= Zhang Tingdong =

Chinese doctor

Zhang Tingdong (张亭栋 (Zhāng Tíngdòng); born on November 8, 1932) is a Chinese medical scientist, pharmaceutical chemist, and educator at Harbin Medical University, 1st affiliated Hospital, and is best known for discovering of using arsenic trioxide to treat leukemia, which is regarded as a significant breakthrough of anti-leukemia medicine in the 20th Century and improvement in the lives of people with leukemia.

== Early life and education ==
Zhang was born November 8, 1932.

In 1950, Zhang graduated from Harbin Medical University. In 1963, he earned a doctorate degree in Traditional Chinese Medicine. Ever since, he has worked in the 1st Affiliated Hospital of Harbin Medical University, specializing in Hematology of Integrative of Chinese and Western Medicine

== Career ==
In March 1971, Han Taiyun of the 1st Affiliated Hospital started to treat cancer patients with a formula he collected from traditional Chinese medicine doctors. It was presumably an oral formula, and contained a mixture of many ingredients, including arsenic chemicals, mercury chloride, and cinobufagin venom toad. Later, Han Taiyun turned the formula into an intramuscular injection called "713" or "cancer spirit". For certain tumors, it worked and became a local hit. But Han Taiyun gave it up because the formula was too toxic for some patients, with side effects including renal toxicity and hypertension.

Zhang is a doctor of Traditional Chinese Medicine at First Clinical Hospital, affiliated with Harbin Medical University in Harbin, China.

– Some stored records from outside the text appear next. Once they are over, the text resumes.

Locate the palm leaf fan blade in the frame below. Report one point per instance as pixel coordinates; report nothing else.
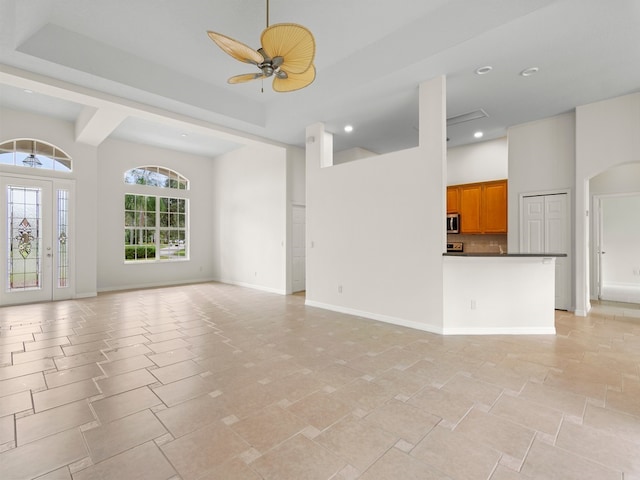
(237, 50)
(245, 77)
(292, 42)
(294, 81)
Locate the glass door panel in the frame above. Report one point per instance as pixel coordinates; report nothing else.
(27, 266)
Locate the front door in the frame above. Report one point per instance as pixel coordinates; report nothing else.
(35, 247)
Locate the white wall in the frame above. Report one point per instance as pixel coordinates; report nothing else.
(352, 154)
(607, 134)
(478, 162)
(14, 124)
(541, 160)
(375, 229)
(249, 213)
(116, 157)
(296, 195)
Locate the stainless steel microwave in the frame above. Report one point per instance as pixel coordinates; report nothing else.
(453, 223)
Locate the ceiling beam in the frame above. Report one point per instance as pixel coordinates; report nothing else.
(93, 125)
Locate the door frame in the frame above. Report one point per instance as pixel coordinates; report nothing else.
(56, 183)
(294, 206)
(571, 247)
(596, 239)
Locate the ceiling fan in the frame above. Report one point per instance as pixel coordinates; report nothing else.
(286, 54)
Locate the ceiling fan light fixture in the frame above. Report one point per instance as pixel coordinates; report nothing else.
(483, 70)
(527, 72)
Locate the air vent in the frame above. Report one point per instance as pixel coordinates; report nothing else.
(466, 117)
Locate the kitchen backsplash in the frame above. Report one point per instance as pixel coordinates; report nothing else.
(480, 243)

In 1972, Zhang picked up Han Taiyun's work or started to cooperate with Han Taiyun to continue working on this formula. Instead of working on many cancers, Zhang Tingdong focused mainly on leukemia. Also, instead of using a mixture of many ingredients, Zhang Tingdong tested each individual component of the formula. He found that while the arsenic component is effective against leukemia, mercury chloride and cinobufagin venom toad were not, and caused renal toxicity and high blood pressure respectively. Their first paper was published in 1973, attributed to Zhang Ting, Pengfei Zhang, Wang Shouren, Han Taiyn at the Heilongjiang medical reports. They used "cancer injection" (also called "cancer spirit No. 1") in the treatment of 6 cases of patients with chronic myeloid leukemia. They used arsenic trioxide as the main ingredient, with some trace "pink powder (mercury chloride)". After the treatment, the 6 patients, including a chronic acute leukemia patient, experienced improved symptoms. They also mentioned that arsenic trioxide is effective in treating acute leukemia.

Zhang's results were initially published on Chinese-language literature. In the 1990s, he began to write in English, exposing this method to a broader scientific community. His work became widely known after 1996, when he co-authored a Blood article with Chen Zhu about this method.

== Awards ==
- State Science and Technology Award, 2nd grade.
- A "DuPont Science and Technology Award", according to Chinese sources.
- China Patent Award.
- An "International Patent Award", according to Chinese sources.
- 2011 Outstanding Achievement in Life Sciences (生命科学杰出成就奖). Presented by GSK China.
- 2015 Outstanding Scientist Award. Presented by Hong Kong Qiu Shi Science and Technologies Foundation.
- 2020 Future Science Prize, Life Science Prize (private organization based in China.)